Originally published Aug 9, 2018 on NerdyMind.com.
What is Content Marketing, And Does It Work?
Content marketing, in many ways, flies in the face of conventional wisdom. You’re giving away intellectual capital free of charge, and much of your audience will never become customers. You dedicate time and money to helping people solve problems and answer questions and may go months without seeing a return on your investment.
Yet content marketing is not just profitable—it’s indispensable to establishing trust and remaining relevant, regardless of your industry.
What is content marketing?
The Content Marketing Institute defines content marketing as “a strategic marketing approach focused on creating and distributing valuable, relevant, and consistent content to attract and retain a clearly defined audience — and, ultimately, to drive profitable customer action.”
So what does that mean? Above all, it means creating TRUST. Content marketing is about helping people find answers to real-life issues they face, free of charge, so paying customers eventually come to you.
Content marketing takes many forms, including:
- White papers
- Online certification courses
- … any targeted online or offline content that’s value-driven rather than promotion-driven.
Why is this a thing all of a sudden?
Content marketing has actually been used for generations. For instance, John Deere has been publishing The Furrow, an agricultural magazine, since 1895. Only recently, however, has content risen to the forefront of marketing strategy. Why?
The ad industry has been turned on its head by the ease of sharing information online, which we enjoy and sometimes revile. Customers have access to resources that allow them to do their own research and make informed choices among competitors. They’re less tolerant of interruptions, mute or fast-forward through TV ads, and tune out in one way or another when they feel like they’re being pitched to. (This is particularly true of millennials.)
Traditional advertising has become less relevant (though not irrelevant) and social media has had a huge impact on how people make buying decisions. If you doubt this, think of the last time you used a customer review site like Yelp or OpenTable to decide where to eat. Think of a company that has a great podcast or blog and how it has shaped your perception of the business.
Example: Content marketing in action
- Someone who has no immediate need for your services/products reads a helpful, entertaining blog post. She thinks “I might want to circle back to this,” and adds the site to her bookmarks bar.
- Three weeks later she revisits your blog, reads or views (depending on the format) a follow-up post and subscribes to your newsletter.
- A friend mentions something in a casual conversation that relates to what you do, prompting her to think of you. She recommends your blog, podcast or white paper as a resource and forwards him the link.
- He views the content on your site, decides that you know what you’re talking about and ultimately makes a purchase.*
Why does he choose you? You may not be the cheapest or most experienced among your competitors, but your content communicates how invested you are in your work.
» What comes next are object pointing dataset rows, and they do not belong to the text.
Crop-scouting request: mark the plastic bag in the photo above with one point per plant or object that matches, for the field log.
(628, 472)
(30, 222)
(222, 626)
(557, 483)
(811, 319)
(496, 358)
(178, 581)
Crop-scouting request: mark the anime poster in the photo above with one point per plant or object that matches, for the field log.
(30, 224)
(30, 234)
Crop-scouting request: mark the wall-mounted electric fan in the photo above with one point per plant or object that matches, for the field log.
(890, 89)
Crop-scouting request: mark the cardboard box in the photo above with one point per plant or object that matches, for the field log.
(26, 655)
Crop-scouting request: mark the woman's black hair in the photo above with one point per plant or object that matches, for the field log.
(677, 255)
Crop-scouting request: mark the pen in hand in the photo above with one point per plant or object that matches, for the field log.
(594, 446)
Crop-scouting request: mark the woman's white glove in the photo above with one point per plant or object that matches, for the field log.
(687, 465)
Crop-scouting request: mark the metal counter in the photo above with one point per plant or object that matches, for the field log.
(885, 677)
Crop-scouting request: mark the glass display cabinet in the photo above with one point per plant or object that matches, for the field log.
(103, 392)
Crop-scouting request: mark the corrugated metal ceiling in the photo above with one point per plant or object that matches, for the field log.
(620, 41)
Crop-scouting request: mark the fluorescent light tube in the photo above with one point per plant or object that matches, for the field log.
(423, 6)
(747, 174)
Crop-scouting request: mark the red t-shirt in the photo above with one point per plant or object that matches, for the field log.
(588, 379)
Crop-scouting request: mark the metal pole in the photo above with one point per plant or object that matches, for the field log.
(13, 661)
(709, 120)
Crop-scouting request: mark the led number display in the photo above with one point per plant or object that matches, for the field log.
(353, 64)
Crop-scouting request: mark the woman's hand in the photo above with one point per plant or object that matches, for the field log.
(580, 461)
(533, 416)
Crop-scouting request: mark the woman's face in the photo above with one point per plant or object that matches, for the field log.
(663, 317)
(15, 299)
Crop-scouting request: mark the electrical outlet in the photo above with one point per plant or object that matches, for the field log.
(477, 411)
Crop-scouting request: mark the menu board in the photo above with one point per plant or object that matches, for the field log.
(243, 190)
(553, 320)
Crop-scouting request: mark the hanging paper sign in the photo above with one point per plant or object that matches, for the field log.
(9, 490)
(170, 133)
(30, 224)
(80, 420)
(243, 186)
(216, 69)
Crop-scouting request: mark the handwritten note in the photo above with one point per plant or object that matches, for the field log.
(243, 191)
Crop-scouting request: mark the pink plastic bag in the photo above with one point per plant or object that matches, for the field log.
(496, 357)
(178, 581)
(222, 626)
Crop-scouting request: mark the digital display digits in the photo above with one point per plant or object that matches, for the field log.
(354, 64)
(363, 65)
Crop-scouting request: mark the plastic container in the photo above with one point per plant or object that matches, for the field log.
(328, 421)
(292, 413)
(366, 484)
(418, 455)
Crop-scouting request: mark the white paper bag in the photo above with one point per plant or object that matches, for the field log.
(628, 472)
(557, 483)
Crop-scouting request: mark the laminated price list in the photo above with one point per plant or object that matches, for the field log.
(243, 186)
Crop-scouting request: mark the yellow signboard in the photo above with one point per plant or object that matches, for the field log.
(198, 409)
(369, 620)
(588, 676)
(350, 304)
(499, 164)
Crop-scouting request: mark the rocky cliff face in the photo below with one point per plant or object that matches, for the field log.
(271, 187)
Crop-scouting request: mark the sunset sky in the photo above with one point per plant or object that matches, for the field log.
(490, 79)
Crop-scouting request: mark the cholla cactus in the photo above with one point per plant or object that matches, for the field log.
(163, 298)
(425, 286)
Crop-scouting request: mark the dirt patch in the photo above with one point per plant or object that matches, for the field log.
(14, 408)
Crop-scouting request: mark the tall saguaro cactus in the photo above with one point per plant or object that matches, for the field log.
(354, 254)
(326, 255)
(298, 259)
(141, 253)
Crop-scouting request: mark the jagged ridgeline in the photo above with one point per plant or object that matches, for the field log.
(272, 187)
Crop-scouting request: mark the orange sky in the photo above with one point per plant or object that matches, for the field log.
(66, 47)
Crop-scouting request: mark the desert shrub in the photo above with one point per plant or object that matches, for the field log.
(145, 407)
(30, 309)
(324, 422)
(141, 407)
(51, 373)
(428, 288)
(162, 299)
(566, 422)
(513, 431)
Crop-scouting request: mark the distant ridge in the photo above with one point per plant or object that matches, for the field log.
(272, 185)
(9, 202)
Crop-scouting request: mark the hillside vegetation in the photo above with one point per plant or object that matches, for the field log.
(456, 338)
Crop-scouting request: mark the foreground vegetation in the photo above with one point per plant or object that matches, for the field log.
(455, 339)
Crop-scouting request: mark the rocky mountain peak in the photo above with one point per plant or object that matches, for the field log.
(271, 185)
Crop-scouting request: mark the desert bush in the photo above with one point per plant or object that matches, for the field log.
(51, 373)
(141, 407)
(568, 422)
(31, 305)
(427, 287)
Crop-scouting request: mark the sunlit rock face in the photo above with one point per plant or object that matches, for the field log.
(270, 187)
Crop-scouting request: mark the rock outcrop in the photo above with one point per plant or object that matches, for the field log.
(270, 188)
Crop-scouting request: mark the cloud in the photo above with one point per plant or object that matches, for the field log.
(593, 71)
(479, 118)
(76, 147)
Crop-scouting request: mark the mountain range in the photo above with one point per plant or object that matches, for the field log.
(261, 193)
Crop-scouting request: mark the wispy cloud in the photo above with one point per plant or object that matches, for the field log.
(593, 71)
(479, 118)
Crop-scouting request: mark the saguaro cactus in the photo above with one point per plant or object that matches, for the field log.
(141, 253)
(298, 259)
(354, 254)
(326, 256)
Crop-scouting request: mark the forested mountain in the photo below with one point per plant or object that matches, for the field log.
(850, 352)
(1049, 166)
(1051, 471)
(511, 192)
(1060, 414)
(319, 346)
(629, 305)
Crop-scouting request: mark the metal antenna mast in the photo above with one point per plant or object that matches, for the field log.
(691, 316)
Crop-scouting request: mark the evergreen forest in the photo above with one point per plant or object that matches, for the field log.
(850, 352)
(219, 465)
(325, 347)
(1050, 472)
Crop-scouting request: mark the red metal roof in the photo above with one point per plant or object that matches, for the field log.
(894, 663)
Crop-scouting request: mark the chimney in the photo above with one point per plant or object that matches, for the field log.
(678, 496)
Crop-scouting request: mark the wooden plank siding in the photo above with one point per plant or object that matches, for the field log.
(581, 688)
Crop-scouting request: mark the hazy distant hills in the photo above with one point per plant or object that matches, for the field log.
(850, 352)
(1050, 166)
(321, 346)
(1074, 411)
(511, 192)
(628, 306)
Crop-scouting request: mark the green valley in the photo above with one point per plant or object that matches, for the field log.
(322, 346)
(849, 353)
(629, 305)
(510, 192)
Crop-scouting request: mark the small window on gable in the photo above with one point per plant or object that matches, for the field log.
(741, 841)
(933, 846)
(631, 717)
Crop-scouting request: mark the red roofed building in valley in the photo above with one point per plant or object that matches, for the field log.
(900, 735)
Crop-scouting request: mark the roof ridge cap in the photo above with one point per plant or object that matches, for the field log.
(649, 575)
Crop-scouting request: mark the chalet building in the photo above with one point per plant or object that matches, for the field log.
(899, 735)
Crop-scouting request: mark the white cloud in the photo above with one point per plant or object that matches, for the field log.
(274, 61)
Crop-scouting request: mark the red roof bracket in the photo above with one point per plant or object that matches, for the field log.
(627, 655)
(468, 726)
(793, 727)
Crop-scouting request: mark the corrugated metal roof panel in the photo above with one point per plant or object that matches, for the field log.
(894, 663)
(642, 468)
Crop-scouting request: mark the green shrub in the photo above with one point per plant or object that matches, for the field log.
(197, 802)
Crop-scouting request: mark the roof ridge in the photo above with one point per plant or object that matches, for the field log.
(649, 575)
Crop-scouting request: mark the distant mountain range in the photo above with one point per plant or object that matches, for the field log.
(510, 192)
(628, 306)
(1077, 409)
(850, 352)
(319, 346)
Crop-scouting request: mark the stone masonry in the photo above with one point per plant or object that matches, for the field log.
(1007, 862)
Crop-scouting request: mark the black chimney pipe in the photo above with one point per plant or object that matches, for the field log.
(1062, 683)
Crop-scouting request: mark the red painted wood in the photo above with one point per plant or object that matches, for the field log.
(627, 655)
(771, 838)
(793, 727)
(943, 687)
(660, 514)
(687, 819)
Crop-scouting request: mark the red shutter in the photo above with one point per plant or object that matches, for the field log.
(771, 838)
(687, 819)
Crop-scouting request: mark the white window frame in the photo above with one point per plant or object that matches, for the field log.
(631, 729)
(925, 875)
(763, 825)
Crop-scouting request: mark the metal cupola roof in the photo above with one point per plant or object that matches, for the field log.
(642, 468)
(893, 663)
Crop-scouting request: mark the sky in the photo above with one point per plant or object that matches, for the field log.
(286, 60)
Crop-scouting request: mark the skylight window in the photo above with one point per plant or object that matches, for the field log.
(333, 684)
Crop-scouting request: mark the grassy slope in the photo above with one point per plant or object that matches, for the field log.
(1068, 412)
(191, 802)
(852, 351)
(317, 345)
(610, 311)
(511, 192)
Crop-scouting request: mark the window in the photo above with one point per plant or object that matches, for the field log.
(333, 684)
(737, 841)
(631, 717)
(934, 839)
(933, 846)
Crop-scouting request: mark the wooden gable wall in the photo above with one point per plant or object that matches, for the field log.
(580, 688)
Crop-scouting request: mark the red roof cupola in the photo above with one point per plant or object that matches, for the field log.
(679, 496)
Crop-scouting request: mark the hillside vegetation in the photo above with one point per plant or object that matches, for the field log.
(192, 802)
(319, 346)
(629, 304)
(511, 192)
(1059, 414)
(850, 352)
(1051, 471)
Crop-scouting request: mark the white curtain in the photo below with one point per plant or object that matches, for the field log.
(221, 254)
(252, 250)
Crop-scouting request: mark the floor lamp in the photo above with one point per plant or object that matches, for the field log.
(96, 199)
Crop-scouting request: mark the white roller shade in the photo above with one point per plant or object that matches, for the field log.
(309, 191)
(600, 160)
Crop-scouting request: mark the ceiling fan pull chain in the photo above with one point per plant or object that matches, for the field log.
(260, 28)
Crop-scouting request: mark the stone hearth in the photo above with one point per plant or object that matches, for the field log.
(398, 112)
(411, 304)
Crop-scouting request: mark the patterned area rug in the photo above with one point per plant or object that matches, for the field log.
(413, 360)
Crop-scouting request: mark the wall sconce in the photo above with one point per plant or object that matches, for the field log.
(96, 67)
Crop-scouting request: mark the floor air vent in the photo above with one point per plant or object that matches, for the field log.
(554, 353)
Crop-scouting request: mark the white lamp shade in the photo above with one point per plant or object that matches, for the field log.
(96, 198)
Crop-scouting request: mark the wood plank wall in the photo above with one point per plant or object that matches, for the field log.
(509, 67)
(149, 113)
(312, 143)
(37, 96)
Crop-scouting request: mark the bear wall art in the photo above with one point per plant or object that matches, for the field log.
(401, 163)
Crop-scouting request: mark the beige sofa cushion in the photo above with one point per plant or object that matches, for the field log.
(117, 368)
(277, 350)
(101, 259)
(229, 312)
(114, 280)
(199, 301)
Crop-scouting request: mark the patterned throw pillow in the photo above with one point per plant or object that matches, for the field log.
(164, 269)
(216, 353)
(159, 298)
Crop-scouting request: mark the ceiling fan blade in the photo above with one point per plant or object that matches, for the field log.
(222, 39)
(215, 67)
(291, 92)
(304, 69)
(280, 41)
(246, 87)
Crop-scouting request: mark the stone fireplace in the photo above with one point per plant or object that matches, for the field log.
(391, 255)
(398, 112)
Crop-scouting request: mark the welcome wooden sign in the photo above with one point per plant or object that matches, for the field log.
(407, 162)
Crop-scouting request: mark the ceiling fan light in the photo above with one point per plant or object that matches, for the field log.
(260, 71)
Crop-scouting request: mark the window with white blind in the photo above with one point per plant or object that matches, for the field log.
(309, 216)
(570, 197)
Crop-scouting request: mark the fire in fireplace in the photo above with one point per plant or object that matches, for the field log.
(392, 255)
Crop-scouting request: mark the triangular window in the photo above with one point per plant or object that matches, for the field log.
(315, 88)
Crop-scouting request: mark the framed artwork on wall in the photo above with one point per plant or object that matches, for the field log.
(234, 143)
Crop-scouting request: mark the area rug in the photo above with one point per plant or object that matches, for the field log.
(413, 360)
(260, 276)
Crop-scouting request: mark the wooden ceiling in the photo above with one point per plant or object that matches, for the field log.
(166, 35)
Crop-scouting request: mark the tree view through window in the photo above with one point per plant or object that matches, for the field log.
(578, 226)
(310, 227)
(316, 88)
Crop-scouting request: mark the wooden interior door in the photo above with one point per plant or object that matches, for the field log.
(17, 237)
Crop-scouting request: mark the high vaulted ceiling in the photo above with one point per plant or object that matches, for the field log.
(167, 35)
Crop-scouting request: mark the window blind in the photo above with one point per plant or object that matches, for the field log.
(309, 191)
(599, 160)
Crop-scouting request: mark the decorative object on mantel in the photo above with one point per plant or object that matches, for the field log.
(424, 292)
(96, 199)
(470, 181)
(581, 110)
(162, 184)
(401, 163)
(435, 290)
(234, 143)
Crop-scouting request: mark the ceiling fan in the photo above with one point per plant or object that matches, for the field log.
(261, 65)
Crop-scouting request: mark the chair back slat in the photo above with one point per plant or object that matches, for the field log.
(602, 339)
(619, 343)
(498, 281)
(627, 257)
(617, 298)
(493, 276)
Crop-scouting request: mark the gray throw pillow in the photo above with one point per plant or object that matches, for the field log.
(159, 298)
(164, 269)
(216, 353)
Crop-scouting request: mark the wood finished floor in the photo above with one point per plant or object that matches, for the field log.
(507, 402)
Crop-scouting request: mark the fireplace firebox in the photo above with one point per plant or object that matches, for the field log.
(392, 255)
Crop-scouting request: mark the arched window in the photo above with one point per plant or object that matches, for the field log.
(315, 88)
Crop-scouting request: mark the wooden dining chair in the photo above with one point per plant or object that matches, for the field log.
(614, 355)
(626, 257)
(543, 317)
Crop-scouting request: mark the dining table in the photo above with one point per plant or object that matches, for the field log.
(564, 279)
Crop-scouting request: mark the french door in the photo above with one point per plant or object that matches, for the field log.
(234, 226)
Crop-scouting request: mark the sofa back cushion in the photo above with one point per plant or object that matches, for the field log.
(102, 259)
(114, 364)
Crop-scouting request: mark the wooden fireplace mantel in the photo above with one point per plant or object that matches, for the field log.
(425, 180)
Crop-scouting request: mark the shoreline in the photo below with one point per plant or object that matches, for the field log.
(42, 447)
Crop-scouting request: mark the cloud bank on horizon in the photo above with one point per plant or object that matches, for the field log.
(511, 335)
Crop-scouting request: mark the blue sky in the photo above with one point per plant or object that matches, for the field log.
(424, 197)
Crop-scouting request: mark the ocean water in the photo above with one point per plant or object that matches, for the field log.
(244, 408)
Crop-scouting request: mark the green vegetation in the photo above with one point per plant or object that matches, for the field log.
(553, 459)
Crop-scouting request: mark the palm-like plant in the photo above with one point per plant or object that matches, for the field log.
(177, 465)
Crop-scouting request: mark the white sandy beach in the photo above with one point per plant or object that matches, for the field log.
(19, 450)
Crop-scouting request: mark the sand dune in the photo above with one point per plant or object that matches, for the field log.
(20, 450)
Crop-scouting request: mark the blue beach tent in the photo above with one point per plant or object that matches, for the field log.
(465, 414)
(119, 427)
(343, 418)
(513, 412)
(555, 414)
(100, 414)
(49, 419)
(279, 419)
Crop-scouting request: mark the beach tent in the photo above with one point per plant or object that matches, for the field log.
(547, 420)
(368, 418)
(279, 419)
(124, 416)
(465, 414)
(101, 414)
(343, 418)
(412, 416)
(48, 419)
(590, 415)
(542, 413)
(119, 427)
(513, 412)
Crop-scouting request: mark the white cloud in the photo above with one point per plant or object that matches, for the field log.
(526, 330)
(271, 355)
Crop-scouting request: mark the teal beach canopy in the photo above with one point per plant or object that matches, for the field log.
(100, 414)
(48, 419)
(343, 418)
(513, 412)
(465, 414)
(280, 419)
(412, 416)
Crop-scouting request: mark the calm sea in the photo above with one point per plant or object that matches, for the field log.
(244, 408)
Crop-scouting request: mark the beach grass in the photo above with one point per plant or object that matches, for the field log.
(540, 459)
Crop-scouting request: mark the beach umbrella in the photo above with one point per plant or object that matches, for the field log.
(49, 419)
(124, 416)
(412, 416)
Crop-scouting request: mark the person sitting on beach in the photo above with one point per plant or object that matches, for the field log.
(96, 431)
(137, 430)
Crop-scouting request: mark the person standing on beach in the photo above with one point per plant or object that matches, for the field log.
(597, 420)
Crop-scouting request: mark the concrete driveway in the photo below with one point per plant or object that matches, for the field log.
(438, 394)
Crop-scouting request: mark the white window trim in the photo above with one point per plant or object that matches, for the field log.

It’s authoritative enough to make you trustworthy and credible, which de-risks things from the client’s standpoint.
*In most cases, that’s an abridged version of customer development, but it makes my point.
Parting thoughts and word to the wise
Content marketing is about positioning yourself as a trusted resource, staying top of mind as unobtrusively as possible, and helping people rather than pushing messages on them. This admittedly takes time. Rarely is it explicitly self-promoting, flashy or loud. The process of attracting clients with content may begin with idle curiosity about something you happen to do well or it may begin with someone who has a sense of urgency.
It’s a slow drip, but like a life-saving therapy, content can pay for itself many times over.